Ich habe schon in anderen Bereichen geschrieben.

Mir wurde jetzt schon von einigen Seiten nahegelegt, dass ich aufgrund meiner Krankheiten einen Antrag auf Schwerbehinderung stellen sollte.

Ich habe eine schwere Autoimmunerkrankung der Haut, die voraussichtlich mit einer monatlichen Chemotherapie über mindestens ein Jahr ausgebrannt werden köönnte. Es könnte aber auch länger dauern.
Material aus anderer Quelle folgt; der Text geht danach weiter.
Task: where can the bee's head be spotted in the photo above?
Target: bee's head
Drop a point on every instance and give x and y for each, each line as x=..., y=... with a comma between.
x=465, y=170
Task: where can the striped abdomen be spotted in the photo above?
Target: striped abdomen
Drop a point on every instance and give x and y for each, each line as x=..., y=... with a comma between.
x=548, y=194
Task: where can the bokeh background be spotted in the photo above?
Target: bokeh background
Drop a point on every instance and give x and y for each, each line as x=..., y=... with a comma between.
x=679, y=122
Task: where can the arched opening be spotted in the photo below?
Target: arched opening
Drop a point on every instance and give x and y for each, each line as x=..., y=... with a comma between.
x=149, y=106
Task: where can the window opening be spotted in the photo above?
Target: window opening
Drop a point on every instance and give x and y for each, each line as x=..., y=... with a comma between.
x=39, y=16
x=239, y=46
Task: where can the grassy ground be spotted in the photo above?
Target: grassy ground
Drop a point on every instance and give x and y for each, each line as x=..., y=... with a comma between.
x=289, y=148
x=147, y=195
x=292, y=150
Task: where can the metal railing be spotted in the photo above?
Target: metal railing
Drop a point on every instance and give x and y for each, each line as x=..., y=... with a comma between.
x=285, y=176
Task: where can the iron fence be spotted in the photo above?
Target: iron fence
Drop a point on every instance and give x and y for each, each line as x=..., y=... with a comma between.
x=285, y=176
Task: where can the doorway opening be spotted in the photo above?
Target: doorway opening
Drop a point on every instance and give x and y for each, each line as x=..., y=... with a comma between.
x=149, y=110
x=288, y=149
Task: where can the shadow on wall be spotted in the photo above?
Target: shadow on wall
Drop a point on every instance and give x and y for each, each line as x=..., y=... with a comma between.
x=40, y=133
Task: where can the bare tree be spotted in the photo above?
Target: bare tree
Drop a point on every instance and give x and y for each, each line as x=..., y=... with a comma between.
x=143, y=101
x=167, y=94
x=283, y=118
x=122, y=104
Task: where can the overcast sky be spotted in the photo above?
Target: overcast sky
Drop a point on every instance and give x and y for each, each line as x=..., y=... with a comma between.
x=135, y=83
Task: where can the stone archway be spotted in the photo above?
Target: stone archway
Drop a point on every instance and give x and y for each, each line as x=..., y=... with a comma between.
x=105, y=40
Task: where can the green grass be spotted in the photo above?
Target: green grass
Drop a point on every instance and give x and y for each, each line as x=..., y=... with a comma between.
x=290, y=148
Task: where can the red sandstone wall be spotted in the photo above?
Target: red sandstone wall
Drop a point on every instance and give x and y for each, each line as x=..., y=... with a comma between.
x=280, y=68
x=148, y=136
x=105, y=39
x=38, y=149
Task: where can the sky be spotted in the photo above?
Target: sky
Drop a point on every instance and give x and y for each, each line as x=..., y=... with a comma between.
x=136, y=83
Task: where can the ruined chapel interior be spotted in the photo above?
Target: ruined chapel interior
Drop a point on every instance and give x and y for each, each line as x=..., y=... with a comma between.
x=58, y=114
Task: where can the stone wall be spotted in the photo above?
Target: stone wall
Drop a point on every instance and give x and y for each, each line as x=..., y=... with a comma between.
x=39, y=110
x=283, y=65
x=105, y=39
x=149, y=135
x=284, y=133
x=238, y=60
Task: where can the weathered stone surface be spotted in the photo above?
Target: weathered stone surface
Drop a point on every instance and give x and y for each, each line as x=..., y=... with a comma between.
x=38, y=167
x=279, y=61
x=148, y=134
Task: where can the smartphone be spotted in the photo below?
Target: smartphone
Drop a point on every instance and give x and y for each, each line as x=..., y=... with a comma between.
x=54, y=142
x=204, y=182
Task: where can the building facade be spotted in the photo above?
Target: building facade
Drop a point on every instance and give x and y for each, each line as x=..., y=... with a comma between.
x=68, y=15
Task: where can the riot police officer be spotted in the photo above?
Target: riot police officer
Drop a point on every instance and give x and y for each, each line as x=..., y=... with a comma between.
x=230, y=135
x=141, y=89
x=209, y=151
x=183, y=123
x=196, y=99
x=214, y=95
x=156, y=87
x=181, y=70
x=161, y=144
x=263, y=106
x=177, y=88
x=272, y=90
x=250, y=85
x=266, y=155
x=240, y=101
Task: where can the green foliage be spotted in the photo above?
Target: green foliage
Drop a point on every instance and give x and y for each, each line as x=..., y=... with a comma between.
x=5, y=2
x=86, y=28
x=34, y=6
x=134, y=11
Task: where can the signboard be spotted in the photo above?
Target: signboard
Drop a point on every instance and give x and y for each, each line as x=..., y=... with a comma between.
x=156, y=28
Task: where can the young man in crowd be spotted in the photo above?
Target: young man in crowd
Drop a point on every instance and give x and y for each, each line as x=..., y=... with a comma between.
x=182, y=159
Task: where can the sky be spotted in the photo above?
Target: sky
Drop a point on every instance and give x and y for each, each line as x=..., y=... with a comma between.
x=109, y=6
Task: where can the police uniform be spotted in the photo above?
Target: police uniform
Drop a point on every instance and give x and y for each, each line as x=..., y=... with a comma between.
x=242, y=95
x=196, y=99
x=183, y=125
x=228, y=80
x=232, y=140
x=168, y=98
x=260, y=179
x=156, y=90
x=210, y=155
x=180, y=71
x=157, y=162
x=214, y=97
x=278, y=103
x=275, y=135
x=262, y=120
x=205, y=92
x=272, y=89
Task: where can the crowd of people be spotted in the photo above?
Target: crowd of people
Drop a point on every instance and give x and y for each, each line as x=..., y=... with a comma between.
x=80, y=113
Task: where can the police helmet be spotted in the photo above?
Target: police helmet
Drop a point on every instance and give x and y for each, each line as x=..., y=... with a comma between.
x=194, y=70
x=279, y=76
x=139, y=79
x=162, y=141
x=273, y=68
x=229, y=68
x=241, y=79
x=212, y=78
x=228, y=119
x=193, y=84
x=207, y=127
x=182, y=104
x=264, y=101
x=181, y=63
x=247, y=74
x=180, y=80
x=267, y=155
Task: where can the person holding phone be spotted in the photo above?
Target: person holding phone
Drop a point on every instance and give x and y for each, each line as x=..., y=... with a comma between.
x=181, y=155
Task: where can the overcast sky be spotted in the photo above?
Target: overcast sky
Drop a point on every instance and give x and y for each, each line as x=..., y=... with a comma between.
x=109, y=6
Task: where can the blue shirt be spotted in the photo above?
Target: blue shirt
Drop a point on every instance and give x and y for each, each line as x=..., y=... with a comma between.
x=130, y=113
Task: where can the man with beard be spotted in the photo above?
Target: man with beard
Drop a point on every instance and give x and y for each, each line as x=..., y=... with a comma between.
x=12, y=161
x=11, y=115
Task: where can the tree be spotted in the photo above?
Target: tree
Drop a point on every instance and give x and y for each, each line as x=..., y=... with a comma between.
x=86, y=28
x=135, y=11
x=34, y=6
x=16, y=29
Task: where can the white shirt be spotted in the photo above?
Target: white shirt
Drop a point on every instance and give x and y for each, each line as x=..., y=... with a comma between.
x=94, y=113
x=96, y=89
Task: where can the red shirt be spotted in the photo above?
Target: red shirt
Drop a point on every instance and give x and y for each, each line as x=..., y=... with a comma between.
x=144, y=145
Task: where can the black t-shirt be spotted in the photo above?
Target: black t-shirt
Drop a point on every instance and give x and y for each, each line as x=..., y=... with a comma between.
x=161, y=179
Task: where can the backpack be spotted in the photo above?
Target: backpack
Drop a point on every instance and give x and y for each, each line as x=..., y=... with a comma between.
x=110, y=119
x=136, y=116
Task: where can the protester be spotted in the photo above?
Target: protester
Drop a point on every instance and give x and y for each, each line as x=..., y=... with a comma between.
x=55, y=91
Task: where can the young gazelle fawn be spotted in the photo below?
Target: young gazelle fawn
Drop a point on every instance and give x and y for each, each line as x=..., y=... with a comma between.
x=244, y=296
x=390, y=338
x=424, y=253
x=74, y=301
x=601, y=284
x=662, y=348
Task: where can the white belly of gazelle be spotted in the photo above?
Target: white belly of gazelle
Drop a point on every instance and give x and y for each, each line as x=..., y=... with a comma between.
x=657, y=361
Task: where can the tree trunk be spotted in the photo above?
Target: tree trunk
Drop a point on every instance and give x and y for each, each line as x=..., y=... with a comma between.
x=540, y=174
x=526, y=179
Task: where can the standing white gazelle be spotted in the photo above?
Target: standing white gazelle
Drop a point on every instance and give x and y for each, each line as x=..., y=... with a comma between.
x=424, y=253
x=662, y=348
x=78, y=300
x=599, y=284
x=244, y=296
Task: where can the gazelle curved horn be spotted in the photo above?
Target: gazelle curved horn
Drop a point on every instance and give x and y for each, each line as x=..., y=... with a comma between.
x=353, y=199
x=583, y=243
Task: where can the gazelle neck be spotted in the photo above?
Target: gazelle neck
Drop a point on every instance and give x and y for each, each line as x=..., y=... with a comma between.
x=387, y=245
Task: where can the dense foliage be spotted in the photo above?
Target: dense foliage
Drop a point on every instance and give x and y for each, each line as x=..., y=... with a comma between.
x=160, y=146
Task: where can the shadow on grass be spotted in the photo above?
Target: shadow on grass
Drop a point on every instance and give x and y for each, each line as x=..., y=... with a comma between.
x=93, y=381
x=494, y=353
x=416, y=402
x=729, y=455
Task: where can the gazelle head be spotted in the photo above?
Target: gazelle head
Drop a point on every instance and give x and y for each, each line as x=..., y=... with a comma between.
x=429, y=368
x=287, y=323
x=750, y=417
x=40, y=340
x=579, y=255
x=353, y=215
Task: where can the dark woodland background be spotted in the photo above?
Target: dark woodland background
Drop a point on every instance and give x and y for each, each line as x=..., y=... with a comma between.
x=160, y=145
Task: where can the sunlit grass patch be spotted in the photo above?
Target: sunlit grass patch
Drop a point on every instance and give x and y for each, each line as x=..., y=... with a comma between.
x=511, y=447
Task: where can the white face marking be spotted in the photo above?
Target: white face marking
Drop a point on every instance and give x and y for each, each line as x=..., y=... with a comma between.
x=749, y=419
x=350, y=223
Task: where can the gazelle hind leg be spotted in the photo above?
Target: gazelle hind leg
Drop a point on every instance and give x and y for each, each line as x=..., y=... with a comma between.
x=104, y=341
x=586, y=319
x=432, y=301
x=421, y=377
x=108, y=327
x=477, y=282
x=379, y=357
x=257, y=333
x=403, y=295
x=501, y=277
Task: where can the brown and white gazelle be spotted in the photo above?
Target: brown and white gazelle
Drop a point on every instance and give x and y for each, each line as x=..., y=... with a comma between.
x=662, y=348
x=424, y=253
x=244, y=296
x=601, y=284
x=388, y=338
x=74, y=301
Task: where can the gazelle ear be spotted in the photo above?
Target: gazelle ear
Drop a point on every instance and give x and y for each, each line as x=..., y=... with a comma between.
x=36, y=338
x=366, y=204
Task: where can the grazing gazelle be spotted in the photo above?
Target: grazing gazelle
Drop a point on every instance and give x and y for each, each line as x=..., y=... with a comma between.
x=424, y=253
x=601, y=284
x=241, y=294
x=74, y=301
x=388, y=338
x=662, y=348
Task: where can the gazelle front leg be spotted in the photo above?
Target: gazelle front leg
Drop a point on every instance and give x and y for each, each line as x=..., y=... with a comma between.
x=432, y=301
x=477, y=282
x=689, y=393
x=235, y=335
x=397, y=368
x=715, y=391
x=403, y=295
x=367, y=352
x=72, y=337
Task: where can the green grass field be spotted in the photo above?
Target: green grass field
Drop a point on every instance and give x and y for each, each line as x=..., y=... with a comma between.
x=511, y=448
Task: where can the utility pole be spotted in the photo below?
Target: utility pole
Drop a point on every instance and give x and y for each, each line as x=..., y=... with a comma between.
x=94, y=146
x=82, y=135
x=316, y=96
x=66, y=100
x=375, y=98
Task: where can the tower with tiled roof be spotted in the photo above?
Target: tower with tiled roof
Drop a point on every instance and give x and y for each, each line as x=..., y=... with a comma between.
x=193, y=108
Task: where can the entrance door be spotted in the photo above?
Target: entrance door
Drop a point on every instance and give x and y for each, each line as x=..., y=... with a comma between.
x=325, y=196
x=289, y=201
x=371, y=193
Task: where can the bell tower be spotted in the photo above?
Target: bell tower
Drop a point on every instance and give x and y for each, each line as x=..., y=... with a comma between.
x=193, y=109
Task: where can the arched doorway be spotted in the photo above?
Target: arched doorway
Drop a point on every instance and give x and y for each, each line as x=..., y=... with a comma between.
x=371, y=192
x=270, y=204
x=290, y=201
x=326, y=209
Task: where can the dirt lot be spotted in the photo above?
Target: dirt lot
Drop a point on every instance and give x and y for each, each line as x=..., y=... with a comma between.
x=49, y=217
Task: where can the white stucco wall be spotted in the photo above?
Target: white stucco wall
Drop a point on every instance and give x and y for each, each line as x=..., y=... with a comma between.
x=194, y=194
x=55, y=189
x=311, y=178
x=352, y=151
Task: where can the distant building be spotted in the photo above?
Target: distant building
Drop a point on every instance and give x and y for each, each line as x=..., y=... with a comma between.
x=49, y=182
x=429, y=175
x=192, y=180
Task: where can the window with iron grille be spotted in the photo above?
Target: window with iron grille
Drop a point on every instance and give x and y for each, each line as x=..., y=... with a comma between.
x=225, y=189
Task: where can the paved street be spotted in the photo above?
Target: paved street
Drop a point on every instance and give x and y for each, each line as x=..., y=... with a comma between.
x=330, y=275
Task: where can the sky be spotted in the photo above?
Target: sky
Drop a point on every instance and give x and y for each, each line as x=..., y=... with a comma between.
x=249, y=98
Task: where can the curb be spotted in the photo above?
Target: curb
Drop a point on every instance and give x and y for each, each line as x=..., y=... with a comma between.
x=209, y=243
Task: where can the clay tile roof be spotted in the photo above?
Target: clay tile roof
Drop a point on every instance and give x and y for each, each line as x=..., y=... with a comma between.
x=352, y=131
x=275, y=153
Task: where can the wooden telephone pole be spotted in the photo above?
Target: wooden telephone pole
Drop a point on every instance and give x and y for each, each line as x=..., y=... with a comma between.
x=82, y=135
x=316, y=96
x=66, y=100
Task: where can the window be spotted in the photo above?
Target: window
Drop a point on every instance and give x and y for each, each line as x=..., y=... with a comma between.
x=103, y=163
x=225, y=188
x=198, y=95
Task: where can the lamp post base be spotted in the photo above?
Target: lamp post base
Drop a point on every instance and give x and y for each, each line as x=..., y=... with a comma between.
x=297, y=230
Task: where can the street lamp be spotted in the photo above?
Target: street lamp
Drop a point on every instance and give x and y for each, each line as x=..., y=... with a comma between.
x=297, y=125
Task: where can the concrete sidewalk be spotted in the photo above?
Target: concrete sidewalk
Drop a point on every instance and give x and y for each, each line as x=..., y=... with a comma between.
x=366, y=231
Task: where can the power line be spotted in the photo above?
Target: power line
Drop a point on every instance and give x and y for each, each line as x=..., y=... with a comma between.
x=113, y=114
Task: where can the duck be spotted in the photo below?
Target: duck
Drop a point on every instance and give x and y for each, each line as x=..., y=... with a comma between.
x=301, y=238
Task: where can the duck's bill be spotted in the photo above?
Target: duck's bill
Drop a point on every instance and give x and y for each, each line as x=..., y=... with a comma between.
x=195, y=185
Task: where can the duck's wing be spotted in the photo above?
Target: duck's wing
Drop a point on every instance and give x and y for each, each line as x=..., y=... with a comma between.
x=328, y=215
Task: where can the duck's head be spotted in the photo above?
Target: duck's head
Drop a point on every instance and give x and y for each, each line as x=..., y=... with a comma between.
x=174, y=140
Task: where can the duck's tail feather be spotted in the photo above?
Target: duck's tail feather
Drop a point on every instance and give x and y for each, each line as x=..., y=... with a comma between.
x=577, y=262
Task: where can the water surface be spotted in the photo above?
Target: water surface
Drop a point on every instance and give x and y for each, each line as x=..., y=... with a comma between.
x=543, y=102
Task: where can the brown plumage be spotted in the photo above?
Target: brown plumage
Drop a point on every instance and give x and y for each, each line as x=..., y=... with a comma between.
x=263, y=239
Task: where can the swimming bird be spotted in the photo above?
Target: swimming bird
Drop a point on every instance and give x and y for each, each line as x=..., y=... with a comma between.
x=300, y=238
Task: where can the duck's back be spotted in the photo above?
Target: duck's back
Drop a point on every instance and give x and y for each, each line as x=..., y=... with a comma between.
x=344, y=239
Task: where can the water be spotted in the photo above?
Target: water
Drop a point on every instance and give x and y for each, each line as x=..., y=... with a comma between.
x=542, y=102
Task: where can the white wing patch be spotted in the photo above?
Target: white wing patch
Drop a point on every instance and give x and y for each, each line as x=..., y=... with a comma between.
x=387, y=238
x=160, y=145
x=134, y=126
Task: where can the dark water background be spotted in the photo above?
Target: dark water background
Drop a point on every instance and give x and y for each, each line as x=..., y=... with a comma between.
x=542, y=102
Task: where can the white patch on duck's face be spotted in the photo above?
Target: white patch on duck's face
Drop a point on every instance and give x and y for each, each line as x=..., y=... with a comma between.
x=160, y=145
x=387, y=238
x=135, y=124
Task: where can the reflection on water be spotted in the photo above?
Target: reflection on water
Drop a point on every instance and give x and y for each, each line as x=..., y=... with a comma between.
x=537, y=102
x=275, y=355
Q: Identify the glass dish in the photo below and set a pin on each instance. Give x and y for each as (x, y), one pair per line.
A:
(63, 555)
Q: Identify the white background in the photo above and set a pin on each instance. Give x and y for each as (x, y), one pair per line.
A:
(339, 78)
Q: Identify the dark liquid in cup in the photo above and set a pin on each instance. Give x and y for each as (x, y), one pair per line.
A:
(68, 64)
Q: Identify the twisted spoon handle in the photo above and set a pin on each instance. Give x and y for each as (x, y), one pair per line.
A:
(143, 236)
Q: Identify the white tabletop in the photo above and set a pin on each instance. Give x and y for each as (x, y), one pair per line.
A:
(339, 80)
Die Krankheit war im Januar/Februar im Verlauf am schlimmsten, zu diesem Zeitpunkt habe ich keinen Antrag gestellt.
Jetzt habe ich keine *beep* und offenen Stellen an der Haut mehr, aber die Chemotherapien schlauchen mich noch... - 4 Chemos habe ich hinter mir.
Dann habe ich eine hochgradige Kurzsichtigkeit (-16 Dioptrin) mit Grünem Star und eine rezidivierende depressive Störung, hatte (und habe?) auch Burn-Out.
Mein Augenarzt meinte, wegen miner Geschichte würde sich kein Antrag lohnen. Die Hautärzte haben sich auch bedeckt gehalten. Ist es vielleicht öfter so, dass Ärzte eher gegen einen Antrag raten?

Ich habe schon gelesen, dass der Grad danach ermittelt wird, wie sich die Krankheiten /Behinderungen auf das Leben auswirken und dass der GdB dann nach der schwersten Erkrankung gemessen wird.

Ich bin mir jedoch unsicher, weil diese Hauterkrankung ja jetzt schon im Heilprozess ist.

Und wenn ich einen Antrag stellen würde, würdet Ihr mir dann zu einem Beitritt in den VDK raten oder so etwas per online machen? Hat da jemand Erfahrung?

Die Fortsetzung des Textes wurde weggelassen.